Quatro décadas mais tarde, na outra ponta do ciclo, descobriríamos que “menopausa” era uma palavra ainda mais feia e secreta. Mulheres da mesma família não intercambiavam experiências, médicos não esgotavam o assunto nas consultas — e homens, em geral, poderiam viver até os 90 anos sem nunca terem precisado pronunciar a palavra maldita. Às vezes, nem mesmo amigas íntimas trocavam figurinhas. Não era um caixão, era um sarcófago de vergonha escondido no armário de metade da população mundial.

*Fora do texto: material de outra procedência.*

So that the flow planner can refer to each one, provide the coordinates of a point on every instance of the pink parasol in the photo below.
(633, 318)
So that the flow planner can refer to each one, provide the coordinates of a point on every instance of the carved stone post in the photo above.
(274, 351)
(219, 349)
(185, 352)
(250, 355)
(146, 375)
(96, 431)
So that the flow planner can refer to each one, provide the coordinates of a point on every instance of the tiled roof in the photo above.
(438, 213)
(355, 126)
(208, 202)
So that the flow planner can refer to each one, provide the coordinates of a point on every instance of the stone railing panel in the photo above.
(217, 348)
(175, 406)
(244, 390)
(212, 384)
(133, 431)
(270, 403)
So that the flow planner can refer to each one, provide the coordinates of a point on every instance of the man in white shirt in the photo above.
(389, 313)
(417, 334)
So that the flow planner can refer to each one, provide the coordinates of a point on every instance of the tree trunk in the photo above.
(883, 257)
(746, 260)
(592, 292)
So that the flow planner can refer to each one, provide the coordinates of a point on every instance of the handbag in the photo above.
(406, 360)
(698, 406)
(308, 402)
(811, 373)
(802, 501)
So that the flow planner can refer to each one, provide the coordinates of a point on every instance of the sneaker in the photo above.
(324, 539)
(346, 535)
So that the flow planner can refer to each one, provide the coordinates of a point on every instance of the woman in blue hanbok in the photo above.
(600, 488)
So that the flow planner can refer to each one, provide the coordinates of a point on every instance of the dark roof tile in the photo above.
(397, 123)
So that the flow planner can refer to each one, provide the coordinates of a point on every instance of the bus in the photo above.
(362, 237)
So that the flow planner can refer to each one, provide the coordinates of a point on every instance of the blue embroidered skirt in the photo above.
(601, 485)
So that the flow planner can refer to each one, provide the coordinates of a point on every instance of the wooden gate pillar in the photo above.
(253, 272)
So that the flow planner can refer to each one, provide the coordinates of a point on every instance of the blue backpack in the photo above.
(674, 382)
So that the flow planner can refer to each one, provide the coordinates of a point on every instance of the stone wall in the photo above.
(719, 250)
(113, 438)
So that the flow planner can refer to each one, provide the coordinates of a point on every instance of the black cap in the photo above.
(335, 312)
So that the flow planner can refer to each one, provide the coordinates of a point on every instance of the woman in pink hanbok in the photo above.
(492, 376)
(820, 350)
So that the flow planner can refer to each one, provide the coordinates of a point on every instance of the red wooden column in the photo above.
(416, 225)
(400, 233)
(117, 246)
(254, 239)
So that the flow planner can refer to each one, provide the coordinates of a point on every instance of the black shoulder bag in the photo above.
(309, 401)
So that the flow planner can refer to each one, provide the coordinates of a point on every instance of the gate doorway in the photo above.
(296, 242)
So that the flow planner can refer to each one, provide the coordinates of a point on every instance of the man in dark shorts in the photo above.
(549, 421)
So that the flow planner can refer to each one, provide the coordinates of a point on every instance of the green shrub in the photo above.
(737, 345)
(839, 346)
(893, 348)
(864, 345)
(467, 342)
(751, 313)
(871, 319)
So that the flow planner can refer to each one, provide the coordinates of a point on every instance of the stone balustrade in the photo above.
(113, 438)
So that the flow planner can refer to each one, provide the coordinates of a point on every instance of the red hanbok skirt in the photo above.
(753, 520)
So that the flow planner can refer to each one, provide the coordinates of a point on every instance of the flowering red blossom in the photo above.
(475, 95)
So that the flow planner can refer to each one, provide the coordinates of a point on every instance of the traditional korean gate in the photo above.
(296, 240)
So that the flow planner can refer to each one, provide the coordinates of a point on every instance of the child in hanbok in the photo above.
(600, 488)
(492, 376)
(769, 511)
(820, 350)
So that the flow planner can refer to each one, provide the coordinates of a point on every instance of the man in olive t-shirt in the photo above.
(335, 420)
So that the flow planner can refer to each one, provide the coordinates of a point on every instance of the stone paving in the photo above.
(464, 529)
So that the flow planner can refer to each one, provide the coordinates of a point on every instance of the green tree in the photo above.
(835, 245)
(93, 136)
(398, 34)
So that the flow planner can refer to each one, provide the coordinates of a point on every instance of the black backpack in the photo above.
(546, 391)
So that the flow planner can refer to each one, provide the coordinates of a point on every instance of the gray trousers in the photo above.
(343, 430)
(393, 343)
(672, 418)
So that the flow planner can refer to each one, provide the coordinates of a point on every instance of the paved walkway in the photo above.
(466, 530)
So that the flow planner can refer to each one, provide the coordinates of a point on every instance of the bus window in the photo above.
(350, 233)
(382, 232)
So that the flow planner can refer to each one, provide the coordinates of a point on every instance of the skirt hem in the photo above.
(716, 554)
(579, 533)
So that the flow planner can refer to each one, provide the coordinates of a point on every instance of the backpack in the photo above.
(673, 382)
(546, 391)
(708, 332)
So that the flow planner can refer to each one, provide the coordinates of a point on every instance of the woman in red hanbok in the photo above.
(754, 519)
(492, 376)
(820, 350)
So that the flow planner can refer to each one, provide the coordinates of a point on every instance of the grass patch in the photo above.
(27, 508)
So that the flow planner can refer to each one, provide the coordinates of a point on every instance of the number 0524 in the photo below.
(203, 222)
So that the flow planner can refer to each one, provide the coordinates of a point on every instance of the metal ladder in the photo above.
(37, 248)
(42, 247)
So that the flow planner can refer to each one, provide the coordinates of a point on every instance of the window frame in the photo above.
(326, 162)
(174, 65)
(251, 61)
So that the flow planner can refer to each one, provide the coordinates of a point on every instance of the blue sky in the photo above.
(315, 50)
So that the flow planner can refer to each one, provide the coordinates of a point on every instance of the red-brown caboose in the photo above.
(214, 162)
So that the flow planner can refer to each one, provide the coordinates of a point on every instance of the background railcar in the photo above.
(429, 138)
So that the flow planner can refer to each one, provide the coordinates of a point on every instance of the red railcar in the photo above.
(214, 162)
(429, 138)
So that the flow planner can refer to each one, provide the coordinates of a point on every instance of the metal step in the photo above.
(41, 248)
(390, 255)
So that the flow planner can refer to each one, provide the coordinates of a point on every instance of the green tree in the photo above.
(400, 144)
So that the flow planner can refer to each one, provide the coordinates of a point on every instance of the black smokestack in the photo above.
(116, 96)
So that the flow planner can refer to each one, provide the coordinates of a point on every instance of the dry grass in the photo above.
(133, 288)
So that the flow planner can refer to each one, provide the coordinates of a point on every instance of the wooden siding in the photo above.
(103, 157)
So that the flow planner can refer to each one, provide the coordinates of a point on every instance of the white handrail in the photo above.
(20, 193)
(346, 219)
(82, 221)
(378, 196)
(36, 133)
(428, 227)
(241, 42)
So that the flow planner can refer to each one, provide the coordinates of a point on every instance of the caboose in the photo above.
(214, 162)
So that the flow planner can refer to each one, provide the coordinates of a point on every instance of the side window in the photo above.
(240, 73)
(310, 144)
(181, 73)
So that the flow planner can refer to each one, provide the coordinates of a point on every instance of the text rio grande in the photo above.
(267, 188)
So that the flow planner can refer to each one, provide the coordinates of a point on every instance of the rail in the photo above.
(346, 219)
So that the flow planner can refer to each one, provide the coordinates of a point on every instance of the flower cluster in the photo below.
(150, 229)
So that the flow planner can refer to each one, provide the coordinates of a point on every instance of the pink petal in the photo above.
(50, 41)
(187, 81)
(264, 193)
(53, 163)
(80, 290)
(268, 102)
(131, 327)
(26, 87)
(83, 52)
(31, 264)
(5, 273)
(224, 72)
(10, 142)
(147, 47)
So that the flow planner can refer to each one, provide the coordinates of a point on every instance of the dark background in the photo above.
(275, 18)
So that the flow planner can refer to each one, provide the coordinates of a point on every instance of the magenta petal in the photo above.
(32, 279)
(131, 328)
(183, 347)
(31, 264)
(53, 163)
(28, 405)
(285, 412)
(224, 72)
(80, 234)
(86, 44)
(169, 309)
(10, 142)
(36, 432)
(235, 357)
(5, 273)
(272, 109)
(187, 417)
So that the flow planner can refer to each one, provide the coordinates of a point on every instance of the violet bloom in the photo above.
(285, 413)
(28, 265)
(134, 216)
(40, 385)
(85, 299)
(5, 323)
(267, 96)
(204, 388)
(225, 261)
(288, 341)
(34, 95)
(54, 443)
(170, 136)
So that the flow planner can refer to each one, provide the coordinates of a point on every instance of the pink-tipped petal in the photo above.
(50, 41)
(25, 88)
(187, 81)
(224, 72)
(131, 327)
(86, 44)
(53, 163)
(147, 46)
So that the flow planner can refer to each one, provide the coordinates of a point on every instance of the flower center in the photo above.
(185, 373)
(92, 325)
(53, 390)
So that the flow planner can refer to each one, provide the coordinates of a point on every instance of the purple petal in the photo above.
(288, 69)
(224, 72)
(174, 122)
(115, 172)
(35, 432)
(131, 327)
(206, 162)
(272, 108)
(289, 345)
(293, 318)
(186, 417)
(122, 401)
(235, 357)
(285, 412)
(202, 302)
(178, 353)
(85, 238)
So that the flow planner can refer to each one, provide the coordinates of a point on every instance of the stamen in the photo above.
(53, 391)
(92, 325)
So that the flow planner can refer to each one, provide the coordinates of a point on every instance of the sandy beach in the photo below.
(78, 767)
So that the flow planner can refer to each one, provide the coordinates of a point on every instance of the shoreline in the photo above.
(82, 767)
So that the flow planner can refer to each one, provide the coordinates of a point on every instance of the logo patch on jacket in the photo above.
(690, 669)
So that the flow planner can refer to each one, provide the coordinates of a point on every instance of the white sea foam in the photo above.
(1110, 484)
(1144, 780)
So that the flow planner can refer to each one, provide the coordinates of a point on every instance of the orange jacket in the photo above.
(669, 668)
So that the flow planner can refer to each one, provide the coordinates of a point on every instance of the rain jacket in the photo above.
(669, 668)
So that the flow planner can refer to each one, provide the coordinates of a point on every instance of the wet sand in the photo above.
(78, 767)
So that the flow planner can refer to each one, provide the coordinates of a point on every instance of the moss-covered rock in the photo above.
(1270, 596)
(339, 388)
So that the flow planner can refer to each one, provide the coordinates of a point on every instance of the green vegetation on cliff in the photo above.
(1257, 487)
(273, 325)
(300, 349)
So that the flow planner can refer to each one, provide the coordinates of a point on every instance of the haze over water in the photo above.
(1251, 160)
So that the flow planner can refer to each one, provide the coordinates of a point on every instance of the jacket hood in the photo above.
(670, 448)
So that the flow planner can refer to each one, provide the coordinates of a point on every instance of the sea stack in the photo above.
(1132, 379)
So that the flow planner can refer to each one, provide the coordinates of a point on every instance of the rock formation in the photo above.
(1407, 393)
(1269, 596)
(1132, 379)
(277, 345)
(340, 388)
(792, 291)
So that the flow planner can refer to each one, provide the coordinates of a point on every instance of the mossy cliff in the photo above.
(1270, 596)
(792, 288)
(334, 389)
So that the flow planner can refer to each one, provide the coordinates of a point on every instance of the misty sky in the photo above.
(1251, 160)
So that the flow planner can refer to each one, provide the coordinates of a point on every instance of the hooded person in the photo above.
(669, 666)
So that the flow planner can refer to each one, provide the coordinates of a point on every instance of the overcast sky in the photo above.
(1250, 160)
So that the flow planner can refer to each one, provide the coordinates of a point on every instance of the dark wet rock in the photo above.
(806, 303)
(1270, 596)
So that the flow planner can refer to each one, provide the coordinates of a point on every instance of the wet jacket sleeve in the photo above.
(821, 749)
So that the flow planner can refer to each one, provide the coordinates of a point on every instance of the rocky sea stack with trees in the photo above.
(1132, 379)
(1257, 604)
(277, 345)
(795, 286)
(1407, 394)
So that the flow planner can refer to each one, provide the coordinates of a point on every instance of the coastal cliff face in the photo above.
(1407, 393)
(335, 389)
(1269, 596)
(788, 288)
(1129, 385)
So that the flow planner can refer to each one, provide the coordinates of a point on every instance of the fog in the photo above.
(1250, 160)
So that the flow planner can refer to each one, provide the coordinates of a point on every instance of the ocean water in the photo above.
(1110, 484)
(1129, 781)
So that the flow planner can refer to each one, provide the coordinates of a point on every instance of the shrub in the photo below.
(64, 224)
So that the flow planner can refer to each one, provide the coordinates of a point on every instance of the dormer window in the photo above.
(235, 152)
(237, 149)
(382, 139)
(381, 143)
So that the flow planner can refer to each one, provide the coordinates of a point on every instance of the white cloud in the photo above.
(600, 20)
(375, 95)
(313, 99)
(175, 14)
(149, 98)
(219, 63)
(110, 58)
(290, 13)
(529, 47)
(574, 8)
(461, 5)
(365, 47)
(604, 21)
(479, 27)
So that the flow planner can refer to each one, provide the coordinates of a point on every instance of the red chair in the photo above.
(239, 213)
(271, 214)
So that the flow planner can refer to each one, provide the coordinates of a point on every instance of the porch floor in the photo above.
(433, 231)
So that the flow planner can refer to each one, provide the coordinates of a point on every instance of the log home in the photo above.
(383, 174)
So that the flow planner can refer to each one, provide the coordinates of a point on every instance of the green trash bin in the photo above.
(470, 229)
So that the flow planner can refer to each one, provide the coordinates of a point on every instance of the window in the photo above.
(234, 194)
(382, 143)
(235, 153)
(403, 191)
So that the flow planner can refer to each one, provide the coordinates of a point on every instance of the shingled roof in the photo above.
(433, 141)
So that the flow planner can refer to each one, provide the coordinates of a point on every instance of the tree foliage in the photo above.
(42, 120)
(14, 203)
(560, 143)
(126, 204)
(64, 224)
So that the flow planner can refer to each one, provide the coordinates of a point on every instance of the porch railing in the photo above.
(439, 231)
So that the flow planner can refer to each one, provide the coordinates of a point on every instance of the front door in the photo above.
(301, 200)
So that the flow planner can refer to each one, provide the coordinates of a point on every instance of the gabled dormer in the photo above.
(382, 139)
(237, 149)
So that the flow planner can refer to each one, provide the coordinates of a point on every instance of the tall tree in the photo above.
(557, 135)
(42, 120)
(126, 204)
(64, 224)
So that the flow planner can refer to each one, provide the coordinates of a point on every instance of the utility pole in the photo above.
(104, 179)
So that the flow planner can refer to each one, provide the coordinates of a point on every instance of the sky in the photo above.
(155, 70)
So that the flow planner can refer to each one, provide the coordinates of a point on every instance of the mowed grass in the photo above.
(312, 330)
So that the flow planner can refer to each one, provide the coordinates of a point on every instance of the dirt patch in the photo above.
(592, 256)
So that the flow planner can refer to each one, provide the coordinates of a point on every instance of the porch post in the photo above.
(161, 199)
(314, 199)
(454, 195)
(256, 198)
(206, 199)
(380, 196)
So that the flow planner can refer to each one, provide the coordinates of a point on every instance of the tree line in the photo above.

Trazida à superfície das conversas do dia a dia com o atraso de alguns milênios, a menopausa tornou-se a pauta pop da temporada. Nunca se falou tanto sobre o bem-estar das mulheres antes, durante e depois do último ciclo menstrual. Como qualquer grande virada cultural, os reflexos dessa mudança de atitude podem ser percebidos tanto no mercado quanto na arte. Multiplicam-se os produtos milagrosos, os livros de autoajuda, os influencers, as dicas furadas, mas também os filmes, livros e peças que abordam o assunto em primeiro ou segundo plano.
Lançado em novembro no Brasil, o livro De Quatro, da escritora americana Miranda July, rapidamente ganhou o epíteto de “romance da perimenopausa”. É e não é. Dúvidas relacionadas à aproximação da menopausa são mesmo discutidas com franqueza e bom humor pela narradora, uma mulher de 45 anos, mas isso talvez não chamasse tanta atenção se o assunto não tivesse sido enterrado no porão das preocupações de segunda categoria. Uma das maiores vantagens de ter mais mulheres escrevendo é justamente a possibilidade de incorporar questões ignoradas até aqui por uma certa “literatura masculina” incapaz de retratar a subjetividade feminina ou o corpo que a acompanha.
Incluído na lista de melhores livros do ano pelo New York Times, De Quatro é, em essência, uma versão divertida, contemporânea e, sim, muito feminina de um tema clássico e universal: o eterno e insolúvel conflito entre o desejo íntimo de mudar e a sedutora opção de deixar tudo como está para ver como é que fica.